Volkswagen hat einen Weg gefunden, zuerst zu faszinieren und erst später zu erklären. SAIC Volkswagen hat das erste rein elektrische Modell der ID.ERA-Familie angeteasert – und lässt sich mit den Details sichtlich Zeit. Ein neuer Lidar-Sensor wurde gezeigt, das Fahrassistenzsystem Xingyun bestätigt. Doch die Fragen, die Käufer wirklich interessieren – wie weit reicht eine Akkuladung, welcher Akku steckt drin, wie viel Leistung, wie schnell lädt er – bleiben offen. Nicht einmal der Modellname ist bekannt.

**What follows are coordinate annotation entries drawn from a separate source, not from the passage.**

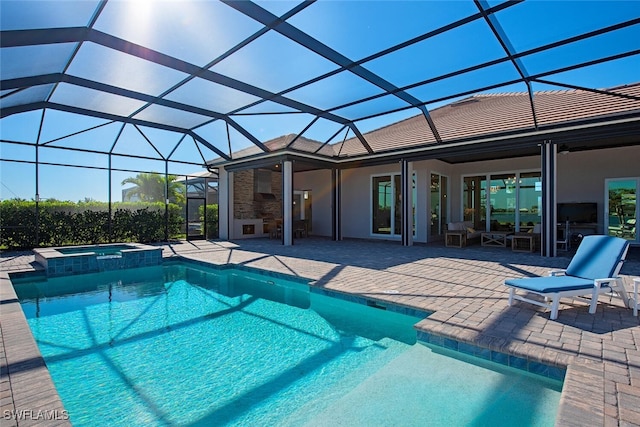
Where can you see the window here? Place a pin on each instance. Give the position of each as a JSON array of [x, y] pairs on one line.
[[621, 217]]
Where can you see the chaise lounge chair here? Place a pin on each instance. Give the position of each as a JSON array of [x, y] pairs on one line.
[[592, 271]]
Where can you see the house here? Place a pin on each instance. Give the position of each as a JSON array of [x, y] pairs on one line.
[[493, 163]]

Das Teaserbild zeigt die Front mit einem schmalen LED-Streifen und dem beleuchteten Volkswagen-Emblem. Das Design erinnert an den bereits erhältlichen ID.ERA 9X – doch diese Ähnlichkeit täuscht. Technisch handelt es sich um ein völlig anderes Fahrzeug. Der 9X nutzt einen Benzinmotor lediglich als Generator zum Nachladen der Batterie unterwegs. Das neue Modell wird der erste vollelektrische Vertreter der Baureihe – ganz ohne das Sicherheitsnetz eines Tanks.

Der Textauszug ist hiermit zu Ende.